The Alderney festival mixes historical fiction with non-fiction, and the Sunday morning slot should have seen Roger Moorhouse talking about Poland’s September Campaign of 1939: the Forgotten campaign of WW2. Moorhouse has published a number of books on modern German history, including the intriguingly titled Killing Hitler about the various plots to kill the Fuhrer. Moorhouse’s most recent publication, First to Fight: The Polish War 1939 was named among books of the year for 2019 by BBC History Magazine and The Daily Telegraph, and shortlisted for the Duke of Wellington Medal for Military History 2020. So much has been written about WW2, but the Polish campaign is most often passed over in the introductory sections of histories keen to get onto the Fall of France, so it was a talk I regret having missed.


I know nothing about the history of the Philippines, so was amused to be invited to introduce Miguel Angel Lopez de Asuncion speaking about The last of the Philippines: myth & reality of the siege of Baler. Cue some very rapid reading-up on the internet! Miguel is a historian who has concentrated for 20 years on the ‘last of the Philippines’, the Spanish heroes of the siege of Baler in 1898. He was historical advisor on the 2016 film 1898; Los Ultimos des Filipinos which is the latest cinematic treatment of the story and now available on Netflix. The siege of Baler was a ‘last stand’ epic akin to the much more famous Alamo; fifty Spanish troops holding out in a church for 337 days whilst surrounded by Filipino rebels. I read just enough to effect my introduction, but not enough to spoil the ending, so I’m still intrigued by what we might have heard.

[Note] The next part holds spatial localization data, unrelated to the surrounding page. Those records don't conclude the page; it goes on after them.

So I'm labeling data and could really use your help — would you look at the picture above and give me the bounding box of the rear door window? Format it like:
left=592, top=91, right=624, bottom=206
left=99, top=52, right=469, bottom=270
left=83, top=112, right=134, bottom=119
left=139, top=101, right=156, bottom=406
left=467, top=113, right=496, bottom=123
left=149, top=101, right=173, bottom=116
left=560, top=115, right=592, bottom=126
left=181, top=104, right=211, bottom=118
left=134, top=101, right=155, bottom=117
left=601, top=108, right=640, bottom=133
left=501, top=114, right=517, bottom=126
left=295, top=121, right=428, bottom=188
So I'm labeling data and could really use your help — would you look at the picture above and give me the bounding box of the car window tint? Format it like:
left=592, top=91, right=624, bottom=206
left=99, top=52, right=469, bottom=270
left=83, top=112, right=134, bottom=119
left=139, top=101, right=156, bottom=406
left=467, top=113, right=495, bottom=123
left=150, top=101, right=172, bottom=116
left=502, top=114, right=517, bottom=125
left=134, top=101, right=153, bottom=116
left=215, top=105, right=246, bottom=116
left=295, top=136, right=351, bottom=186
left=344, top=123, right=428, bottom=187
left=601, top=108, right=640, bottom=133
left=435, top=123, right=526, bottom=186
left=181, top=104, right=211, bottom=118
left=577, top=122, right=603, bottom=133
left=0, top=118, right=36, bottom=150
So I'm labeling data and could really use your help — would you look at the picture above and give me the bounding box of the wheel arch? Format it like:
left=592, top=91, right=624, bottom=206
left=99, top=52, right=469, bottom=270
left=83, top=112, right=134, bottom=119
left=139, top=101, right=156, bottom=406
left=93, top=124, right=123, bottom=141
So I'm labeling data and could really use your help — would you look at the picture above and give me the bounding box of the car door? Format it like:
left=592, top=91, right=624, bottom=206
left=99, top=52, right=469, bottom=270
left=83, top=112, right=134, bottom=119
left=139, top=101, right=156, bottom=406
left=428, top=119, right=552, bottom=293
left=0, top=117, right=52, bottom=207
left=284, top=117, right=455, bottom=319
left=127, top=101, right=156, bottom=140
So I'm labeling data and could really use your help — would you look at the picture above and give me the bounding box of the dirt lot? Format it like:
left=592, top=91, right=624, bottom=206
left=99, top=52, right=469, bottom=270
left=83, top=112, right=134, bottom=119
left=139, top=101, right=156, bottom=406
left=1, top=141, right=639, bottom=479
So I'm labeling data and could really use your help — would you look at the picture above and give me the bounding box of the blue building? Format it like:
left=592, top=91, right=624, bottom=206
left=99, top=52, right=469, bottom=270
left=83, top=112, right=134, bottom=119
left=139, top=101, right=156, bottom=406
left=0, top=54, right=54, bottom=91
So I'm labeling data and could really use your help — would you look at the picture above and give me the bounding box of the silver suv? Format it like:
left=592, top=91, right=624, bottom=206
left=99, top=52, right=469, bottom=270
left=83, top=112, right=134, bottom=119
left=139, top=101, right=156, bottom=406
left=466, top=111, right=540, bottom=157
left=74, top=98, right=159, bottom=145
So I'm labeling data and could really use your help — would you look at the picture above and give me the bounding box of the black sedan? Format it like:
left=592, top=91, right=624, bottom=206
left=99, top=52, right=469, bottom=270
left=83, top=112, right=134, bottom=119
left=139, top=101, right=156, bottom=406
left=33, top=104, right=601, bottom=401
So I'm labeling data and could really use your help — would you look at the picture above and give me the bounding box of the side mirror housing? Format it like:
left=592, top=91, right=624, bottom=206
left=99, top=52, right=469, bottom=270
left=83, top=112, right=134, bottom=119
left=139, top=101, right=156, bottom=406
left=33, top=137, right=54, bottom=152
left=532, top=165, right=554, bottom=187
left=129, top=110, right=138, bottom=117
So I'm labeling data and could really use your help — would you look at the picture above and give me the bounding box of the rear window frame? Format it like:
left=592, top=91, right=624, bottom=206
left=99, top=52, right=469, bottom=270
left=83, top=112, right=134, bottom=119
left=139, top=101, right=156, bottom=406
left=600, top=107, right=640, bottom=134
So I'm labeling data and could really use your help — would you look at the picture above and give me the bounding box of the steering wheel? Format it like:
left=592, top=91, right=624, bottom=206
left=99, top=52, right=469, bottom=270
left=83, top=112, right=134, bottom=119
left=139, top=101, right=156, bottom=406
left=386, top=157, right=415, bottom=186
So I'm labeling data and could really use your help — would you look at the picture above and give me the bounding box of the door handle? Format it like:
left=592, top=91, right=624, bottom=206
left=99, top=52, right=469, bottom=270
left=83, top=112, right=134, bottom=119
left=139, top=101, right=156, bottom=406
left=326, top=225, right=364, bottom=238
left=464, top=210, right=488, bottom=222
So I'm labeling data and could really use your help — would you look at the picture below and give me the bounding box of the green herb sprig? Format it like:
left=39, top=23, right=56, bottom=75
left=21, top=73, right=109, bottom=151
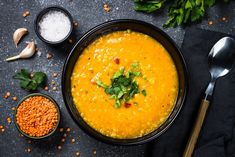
left=96, top=63, right=146, bottom=108
left=134, top=0, right=230, bottom=28
left=13, top=69, right=46, bottom=91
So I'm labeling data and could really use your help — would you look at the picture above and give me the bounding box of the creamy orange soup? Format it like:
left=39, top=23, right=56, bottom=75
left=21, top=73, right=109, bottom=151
left=71, top=31, right=178, bottom=139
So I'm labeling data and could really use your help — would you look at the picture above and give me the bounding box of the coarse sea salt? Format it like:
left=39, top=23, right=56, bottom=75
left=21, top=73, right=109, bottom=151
left=39, top=11, right=71, bottom=42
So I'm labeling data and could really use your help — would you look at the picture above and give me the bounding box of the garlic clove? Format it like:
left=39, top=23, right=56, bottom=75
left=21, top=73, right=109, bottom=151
left=19, top=41, right=36, bottom=58
left=5, top=55, right=21, bottom=62
left=13, top=28, right=28, bottom=47
left=6, top=41, right=36, bottom=62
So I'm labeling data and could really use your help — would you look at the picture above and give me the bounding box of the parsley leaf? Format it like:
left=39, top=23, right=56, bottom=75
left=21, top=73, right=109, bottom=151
left=96, top=64, right=146, bottom=108
left=13, top=69, right=46, bottom=91
left=133, top=0, right=230, bottom=28
left=134, top=0, right=165, bottom=13
left=142, top=89, right=147, bottom=96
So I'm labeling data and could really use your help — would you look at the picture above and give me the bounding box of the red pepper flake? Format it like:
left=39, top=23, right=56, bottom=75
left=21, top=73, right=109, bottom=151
left=124, top=103, right=131, bottom=108
left=114, top=57, right=120, bottom=64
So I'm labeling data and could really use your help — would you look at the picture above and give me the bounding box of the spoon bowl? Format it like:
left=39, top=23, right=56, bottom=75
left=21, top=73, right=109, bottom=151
left=208, top=37, right=235, bottom=79
left=184, top=36, right=235, bottom=157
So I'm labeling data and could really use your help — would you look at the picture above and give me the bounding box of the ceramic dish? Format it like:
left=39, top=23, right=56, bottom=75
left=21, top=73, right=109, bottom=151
left=14, top=93, right=61, bottom=139
left=62, top=19, right=188, bottom=145
left=34, top=6, right=73, bottom=45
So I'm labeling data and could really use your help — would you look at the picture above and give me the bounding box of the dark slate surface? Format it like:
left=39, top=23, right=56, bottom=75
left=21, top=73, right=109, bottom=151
left=0, top=1, right=234, bottom=157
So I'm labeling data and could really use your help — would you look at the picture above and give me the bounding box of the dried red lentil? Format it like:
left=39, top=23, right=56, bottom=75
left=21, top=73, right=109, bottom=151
left=208, top=21, right=213, bottom=25
left=75, top=151, right=80, bottom=156
left=7, top=117, right=11, bottom=124
left=12, top=96, right=17, bottom=101
left=103, top=4, right=110, bottom=12
left=16, top=96, right=58, bottom=137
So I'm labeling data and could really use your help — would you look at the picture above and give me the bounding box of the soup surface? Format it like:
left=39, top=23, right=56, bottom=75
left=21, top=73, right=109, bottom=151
left=71, top=31, right=178, bottom=139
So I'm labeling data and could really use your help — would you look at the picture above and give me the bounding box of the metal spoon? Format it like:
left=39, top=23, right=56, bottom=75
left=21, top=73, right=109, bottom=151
left=183, top=37, right=235, bottom=157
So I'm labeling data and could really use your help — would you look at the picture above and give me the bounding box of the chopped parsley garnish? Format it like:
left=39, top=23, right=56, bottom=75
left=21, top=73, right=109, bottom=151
left=96, top=63, right=147, bottom=108
left=142, top=89, right=147, bottom=96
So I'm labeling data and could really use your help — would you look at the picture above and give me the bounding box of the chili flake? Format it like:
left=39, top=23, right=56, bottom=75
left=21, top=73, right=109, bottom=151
left=114, top=57, right=120, bottom=64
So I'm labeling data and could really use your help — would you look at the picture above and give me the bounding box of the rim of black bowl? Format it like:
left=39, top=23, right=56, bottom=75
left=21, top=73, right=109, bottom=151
left=14, top=93, right=61, bottom=139
left=34, top=5, right=73, bottom=45
left=62, top=19, right=188, bottom=145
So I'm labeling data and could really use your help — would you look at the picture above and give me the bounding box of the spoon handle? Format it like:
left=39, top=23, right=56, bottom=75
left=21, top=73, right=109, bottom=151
left=183, top=99, right=210, bottom=157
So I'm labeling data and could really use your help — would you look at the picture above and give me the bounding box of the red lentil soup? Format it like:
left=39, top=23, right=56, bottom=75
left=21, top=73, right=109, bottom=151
left=71, top=30, right=178, bottom=139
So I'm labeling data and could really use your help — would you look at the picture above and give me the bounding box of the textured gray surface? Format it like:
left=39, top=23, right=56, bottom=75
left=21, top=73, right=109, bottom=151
left=0, top=0, right=234, bottom=157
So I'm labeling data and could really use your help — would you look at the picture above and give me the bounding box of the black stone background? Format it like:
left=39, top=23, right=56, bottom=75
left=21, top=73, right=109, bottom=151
left=0, top=0, right=234, bottom=157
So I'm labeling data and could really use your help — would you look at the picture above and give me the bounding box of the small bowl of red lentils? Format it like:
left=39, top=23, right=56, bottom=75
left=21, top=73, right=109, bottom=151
left=14, top=93, right=60, bottom=139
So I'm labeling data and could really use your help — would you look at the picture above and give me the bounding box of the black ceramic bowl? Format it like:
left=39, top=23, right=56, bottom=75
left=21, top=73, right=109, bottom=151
left=34, top=6, right=73, bottom=45
left=14, top=93, right=61, bottom=139
left=62, top=19, right=188, bottom=145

My fourth event was to have been a panel together with Miguel, Rory Clements, and Antonia Senior. Antonia is a journalist with a trio of standalone historical novels under her belt. The latest is The Tyrant’s Shadow (2017) published by Corvus and set in the aftermath of the English Civil War. We were to have discussed The Past is a Foreign Country; challenging historical perspectives. Historical interpretation is not static, and with changing cultural, social, and political influences, historians constantly revisit the past. A talk that might have been, and still might be one day. It is to be hoped that as the world transitions towards the ‘new normal’ the Alderney Literary Festival will return.